Whatever may be in it is likely so dated as to be useless, IMO.

BUT, it is sitting in my external hard drive in case the key is ever released. Not that I would likely ever bother to go through all of that minutia, but meh.

Bragi

(7,650 posts)
33. I probably shouldn'task, but...
Fri Aug 17, 2012, 10:17 AM
Aug 2012

How exactly does using as-yet unreleased sensitive data as a bargaining chip show that someone is "petty and unprincipled"? Seems to me like a straight-forward attempt at self-protection. - B

panader0

(25,816 posts)
35. Your user name implies you are curious
Fri Aug 17, 2012, 11:20 AM
Aug 2012

Don't you want to know what's in those files?
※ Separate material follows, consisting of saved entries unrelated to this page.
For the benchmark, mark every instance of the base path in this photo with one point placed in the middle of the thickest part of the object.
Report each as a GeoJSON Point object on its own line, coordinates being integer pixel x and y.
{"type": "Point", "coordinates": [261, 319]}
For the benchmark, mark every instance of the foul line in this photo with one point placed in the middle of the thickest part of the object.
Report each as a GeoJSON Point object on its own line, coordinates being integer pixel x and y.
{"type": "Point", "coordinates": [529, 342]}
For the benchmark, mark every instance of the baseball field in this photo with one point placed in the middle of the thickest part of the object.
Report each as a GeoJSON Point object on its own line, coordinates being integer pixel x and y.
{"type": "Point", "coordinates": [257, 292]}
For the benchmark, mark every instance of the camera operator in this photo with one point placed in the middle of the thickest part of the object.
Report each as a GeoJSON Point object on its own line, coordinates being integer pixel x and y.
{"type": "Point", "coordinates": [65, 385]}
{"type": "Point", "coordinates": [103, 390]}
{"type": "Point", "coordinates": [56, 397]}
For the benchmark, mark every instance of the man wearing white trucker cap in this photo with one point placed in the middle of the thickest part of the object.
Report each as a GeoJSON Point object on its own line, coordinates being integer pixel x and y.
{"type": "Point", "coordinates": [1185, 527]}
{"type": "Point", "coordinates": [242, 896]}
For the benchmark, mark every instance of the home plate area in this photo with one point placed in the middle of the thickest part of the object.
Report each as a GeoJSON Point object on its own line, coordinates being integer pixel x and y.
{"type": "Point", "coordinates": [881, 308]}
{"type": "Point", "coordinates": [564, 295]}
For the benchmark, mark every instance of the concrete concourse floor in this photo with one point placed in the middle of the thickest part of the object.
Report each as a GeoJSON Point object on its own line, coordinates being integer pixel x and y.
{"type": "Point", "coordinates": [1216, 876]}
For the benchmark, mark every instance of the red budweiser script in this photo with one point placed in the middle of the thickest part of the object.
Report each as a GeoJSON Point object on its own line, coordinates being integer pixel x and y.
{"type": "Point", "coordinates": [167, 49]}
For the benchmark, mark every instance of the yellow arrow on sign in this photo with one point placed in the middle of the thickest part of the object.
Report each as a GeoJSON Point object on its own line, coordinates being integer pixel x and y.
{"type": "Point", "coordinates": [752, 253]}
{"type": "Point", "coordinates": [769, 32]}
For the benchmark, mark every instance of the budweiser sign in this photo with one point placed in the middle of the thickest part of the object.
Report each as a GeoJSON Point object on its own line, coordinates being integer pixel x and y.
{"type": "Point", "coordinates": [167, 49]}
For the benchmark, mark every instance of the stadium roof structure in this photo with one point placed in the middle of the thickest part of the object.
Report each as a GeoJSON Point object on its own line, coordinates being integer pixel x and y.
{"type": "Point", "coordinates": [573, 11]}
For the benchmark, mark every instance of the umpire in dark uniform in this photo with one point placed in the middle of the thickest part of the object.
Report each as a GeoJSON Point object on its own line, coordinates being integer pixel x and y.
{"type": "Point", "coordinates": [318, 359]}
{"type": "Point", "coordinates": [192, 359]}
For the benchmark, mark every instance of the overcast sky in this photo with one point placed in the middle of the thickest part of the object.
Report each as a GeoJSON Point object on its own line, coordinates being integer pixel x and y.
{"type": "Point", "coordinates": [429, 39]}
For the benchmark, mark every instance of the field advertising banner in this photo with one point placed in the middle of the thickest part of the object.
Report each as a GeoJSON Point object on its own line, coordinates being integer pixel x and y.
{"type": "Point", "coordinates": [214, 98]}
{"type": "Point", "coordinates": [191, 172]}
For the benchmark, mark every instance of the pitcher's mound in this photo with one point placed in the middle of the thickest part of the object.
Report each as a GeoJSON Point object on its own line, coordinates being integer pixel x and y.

Democracy shouldn't keep deep dark secrets from the people.

treestar

(82,383 posts)
42. X2000
Sun Aug 19, 2012, 10:57 AM
Aug 2012

Exactly. It's all about him. If it's so important, release it now. That and the HIV test refusal unless he gets something he wants prove it entirely. Let him stay stuck in that embassy forever - it's worse than prison. And it's self imposed.

snot

(10,538 posts)
36. I wish; but the last time I heard this mentioned by a reliable source was in 2010.
Sun Aug 19, 2012, 02:23 AM
Aug 2012

Of course, if someone could safely leak him a new one . . .

NashvilleLefty

(811 posts)
37. Yep, the password was published in Feb 2011.
Sun Aug 19, 2012, 02:50 AM
Aug 2012

However, there is another 65GB file posted in 2012 that has not been compromised. Yet.